A simple and modular implementation of the Transformer model in PyTorch. This package provides an intuitive interface to build Transformer models for a variety of NLP tasks like translation, summarization, and more.
- Encoder, Decoder, and Self-Attention layers implemented.
- Highly customizable architecture (e.g., number of layers, attention heads, embedding size).
- Supports Masked and Unmasked attention mechanisms.
- Easy to integrate and extend for different use cases.
You can install the package directly from PyPI:
pip install simple-transformer
Alternatively, clone the repository and install it locally:
git clone https://github.com/nullHawk/simple-transformer.git
cd simple-transformer
pip install .
Here's how you can use the basic Transformer model in your project:
import torch
from simple_transformer import Transformer
# Define input parameters
src_vocab_size = 10
trg_vocab_size = 10
src_pad_idx = 0
trg_pad_idx = 0
# Initialize the Transformer model
model = Transformer(
src_vocab_size=src_vocab_size,
trg_vocab_size=trg_vocab_size,
src_pad_idx=src_pad_idx,
trg_pad_idx=trg_pad_idx,
)
# Example input (batch_size=2, sequence_length=9)
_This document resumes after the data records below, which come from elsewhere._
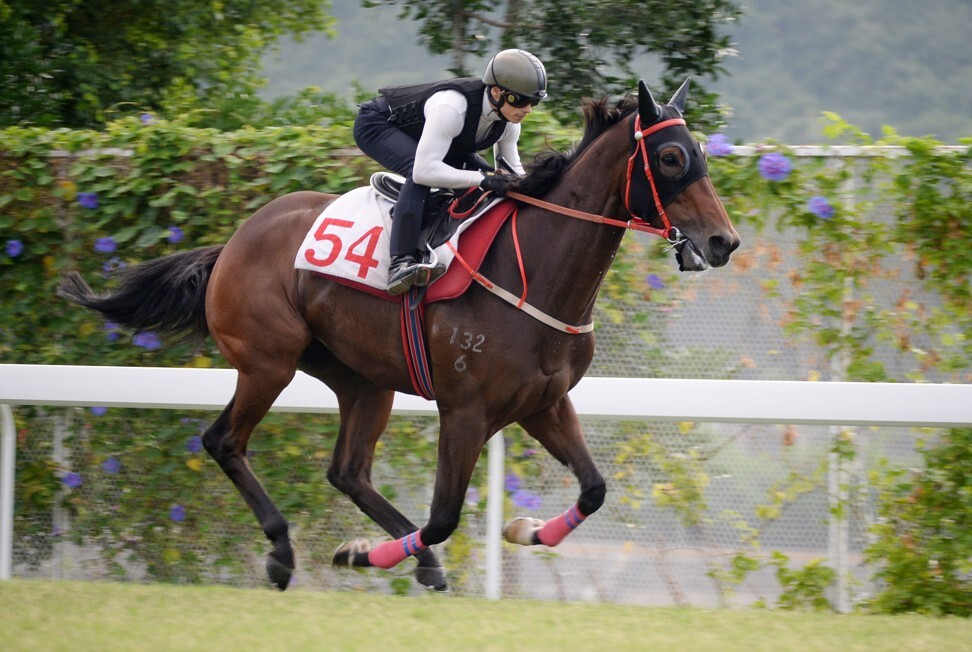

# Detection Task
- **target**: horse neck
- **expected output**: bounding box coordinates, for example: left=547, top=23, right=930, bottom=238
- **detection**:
left=508, top=128, right=627, bottom=323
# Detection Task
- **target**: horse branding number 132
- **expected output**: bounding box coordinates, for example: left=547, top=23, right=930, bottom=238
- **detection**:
left=304, top=217, right=382, bottom=278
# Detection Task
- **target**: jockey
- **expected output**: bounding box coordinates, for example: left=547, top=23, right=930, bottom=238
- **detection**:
left=354, top=50, right=547, bottom=294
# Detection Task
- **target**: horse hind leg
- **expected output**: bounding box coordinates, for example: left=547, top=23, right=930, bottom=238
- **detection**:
left=300, top=352, right=448, bottom=591
left=203, top=374, right=295, bottom=591
left=341, top=412, right=488, bottom=588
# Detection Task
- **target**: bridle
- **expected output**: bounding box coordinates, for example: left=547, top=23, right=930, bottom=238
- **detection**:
left=506, top=114, right=685, bottom=247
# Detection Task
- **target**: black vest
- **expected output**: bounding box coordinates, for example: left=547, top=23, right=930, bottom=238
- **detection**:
left=378, top=77, right=506, bottom=159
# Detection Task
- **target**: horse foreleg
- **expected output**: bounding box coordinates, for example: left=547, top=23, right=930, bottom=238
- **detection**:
left=503, top=396, right=606, bottom=547
left=327, top=381, right=447, bottom=591
left=203, top=376, right=295, bottom=591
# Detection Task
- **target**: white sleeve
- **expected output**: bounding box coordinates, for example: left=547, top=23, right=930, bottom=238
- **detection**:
left=412, top=91, right=483, bottom=188
left=493, top=123, right=524, bottom=174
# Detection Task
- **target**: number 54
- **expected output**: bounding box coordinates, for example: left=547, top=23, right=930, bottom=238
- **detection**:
left=304, top=217, right=382, bottom=278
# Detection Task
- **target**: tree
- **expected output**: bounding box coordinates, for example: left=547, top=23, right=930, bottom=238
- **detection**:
left=362, top=0, right=742, bottom=126
left=0, top=0, right=333, bottom=127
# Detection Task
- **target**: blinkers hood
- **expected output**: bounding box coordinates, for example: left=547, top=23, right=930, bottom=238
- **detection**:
left=630, top=79, right=709, bottom=221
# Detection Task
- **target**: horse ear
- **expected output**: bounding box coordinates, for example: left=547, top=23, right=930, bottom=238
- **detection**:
left=638, top=79, right=661, bottom=125
left=669, top=77, right=692, bottom=115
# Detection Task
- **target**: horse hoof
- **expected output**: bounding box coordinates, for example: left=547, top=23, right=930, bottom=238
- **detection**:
left=503, top=516, right=544, bottom=546
left=331, top=539, right=371, bottom=568
left=415, top=566, right=449, bottom=592
left=267, top=552, right=294, bottom=591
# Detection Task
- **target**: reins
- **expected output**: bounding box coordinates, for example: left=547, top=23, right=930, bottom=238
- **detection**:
left=447, top=115, right=685, bottom=335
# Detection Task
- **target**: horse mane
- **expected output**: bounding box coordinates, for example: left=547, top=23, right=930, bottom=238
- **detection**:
left=516, top=93, right=638, bottom=197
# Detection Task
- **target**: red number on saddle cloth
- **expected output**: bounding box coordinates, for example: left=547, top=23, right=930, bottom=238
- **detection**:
left=304, top=217, right=382, bottom=278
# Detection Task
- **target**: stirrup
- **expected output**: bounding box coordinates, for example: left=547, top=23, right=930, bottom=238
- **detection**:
left=386, top=244, right=446, bottom=296
left=385, top=256, right=426, bottom=296
left=421, top=243, right=446, bottom=285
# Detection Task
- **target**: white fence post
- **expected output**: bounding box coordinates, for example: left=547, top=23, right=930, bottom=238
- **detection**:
left=485, top=430, right=506, bottom=600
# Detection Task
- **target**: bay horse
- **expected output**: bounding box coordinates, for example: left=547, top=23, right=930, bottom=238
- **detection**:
left=59, top=80, right=739, bottom=590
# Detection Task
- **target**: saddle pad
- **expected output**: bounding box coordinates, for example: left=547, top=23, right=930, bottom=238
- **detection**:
left=294, top=186, right=514, bottom=302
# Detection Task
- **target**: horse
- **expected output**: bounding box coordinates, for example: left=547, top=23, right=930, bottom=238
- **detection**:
left=58, top=80, right=739, bottom=590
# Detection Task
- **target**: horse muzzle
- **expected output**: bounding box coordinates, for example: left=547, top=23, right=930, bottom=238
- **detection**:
left=675, top=232, right=739, bottom=272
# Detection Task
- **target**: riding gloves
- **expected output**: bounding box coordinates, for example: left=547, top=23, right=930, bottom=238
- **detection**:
left=479, top=172, right=520, bottom=197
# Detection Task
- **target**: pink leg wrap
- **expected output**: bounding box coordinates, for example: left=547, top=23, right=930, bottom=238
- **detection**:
left=368, top=530, right=428, bottom=568
left=537, top=505, right=587, bottom=548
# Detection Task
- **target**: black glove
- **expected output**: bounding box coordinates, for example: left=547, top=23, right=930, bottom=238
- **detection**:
left=479, top=172, right=520, bottom=197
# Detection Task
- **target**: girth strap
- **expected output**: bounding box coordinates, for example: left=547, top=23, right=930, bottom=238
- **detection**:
left=402, top=287, right=435, bottom=401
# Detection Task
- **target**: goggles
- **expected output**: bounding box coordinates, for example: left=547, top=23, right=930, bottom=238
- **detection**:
left=501, top=88, right=547, bottom=109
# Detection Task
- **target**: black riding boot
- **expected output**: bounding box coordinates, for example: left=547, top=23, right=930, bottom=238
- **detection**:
left=386, top=177, right=445, bottom=295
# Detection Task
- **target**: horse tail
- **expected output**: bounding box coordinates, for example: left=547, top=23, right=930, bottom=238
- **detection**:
left=57, top=245, right=223, bottom=340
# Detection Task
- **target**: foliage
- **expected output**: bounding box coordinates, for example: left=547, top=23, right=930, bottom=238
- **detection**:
left=362, top=0, right=742, bottom=126
left=0, top=0, right=332, bottom=127
left=710, top=114, right=972, bottom=381
left=865, top=428, right=972, bottom=617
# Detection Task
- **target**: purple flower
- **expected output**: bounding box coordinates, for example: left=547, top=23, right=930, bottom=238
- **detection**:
left=503, top=473, right=520, bottom=491
left=757, top=152, right=793, bottom=181
left=78, top=192, right=98, bottom=209
left=512, top=489, right=541, bottom=510
left=132, top=331, right=162, bottom=351
left=7, top=240, right=24, bottom=258
left=705, top=134, right=732, bottom=156
left=95, top=235, right=118, bottom=254
left=807, top=195, right=836, bottom=220
left=101, top=256, right=128, bottom=278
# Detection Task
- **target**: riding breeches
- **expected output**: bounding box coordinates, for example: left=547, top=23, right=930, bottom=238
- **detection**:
left=354, top=96, right=492, bottom=256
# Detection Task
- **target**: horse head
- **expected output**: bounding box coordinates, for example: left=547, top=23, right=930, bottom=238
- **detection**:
left=625, top=79, right=739, bottom=271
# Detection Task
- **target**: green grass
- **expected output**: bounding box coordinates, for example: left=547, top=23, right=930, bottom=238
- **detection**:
left=0, top=580, right=972, bottom=652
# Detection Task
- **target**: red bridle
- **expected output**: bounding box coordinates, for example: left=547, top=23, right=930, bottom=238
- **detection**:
left=506, top=115, right=685, bottom=244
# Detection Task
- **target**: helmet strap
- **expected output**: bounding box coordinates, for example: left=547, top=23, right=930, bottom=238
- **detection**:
left=486, top=85, right=509, bottom=122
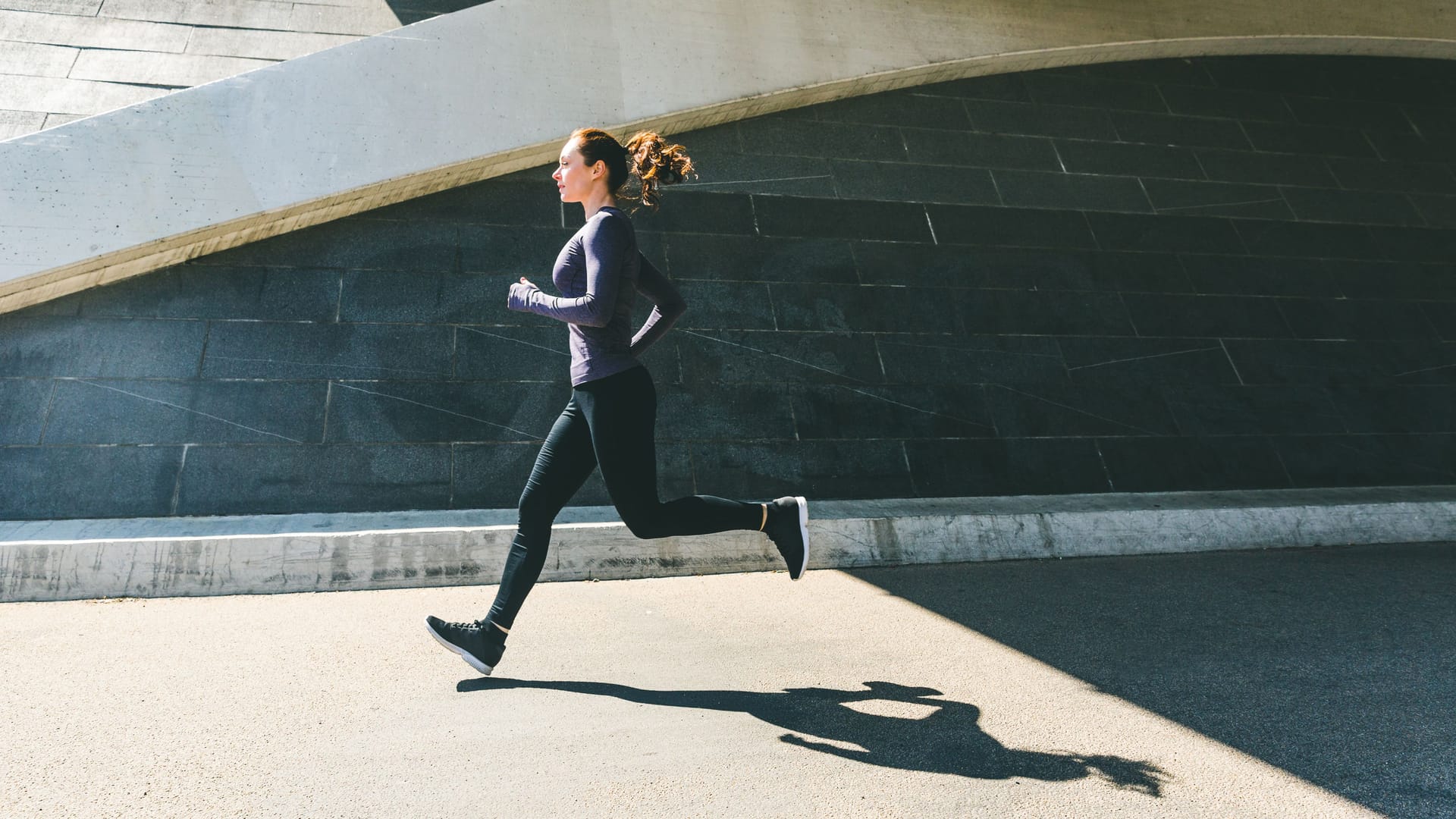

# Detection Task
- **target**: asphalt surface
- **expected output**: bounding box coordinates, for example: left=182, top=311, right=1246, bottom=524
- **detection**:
left=0, top=544, right=1456, bottom=817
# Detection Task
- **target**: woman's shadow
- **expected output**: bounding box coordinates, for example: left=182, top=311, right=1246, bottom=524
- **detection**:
left=456, top=678, right=1169, bottom=795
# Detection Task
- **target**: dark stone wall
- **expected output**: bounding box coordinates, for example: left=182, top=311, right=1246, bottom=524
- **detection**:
left=0, top=57, right=1456, bottom=519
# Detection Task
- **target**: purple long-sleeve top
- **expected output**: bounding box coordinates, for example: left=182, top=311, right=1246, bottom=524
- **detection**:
left=508, top=207, right=687, bottom=386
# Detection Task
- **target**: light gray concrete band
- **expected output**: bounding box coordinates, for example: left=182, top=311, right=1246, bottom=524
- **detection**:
left=0, top=487, right=1456, bottom=602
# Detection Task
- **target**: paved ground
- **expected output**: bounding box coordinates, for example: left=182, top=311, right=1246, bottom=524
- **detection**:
left=0, top=545, right=1456, bottom=817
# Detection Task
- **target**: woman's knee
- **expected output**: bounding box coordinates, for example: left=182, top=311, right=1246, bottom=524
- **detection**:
left=617, top=509, right=671, bottom=541
left=516, top=488, right=560, bottom=529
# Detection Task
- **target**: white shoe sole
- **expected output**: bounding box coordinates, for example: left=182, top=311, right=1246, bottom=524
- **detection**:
left=793, top=495, right=810, bottom=580
left=425, top=620, right=495, bottom=676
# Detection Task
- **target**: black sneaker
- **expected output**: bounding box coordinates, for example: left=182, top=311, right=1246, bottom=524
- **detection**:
left=425, top=617, right=505, bottom=676
left=763, top=497, right=810, bottom=580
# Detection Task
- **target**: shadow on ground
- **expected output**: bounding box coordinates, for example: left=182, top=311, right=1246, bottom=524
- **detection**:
left=389, top=0, right=488, bottom=27
left=456, top=678, right=1166, bottom=795
left=852, top=544, right=1456, bottom=817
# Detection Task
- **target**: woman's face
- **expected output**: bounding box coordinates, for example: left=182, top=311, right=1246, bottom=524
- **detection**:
left=551, top=140, right=607, bottom=202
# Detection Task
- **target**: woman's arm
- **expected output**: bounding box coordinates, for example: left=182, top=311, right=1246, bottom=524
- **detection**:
left=507, top=215, right=632, bottom=326
left=632, top=253, right=687, bottom=357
src = torch.tensor([[1, 5, 6, 4, 3, 9, 5, 2, 0], [1, 8, 7, 3, 4, 5, 6, 7, 2]])
trg = torch.tensor([[1, 7, 4, 3, 5, 9, 2, 0], [1, 5, 6, 2, 4, 7, 6, 2]])
# Forward pass through the Transformer model
out = model(src, trg[:, :-1])
print(out.shape)
- Encoder: Processes the source sequence, extracting context information.
- Decoder: Generates the target sequence based on the encoded input.
- Self-Attention: Enables each word in a sequence to focus on other words in the same sequence.
- Transformer: The central model combining the encoder and decoder for sequence-to-sequence tasks.
- Python >= 3.7
- PyTorch >= 1.9.0
This project is licensed under the MIT License. See the LICENSE file for more details.
- This package is inspired by the original Transformer model.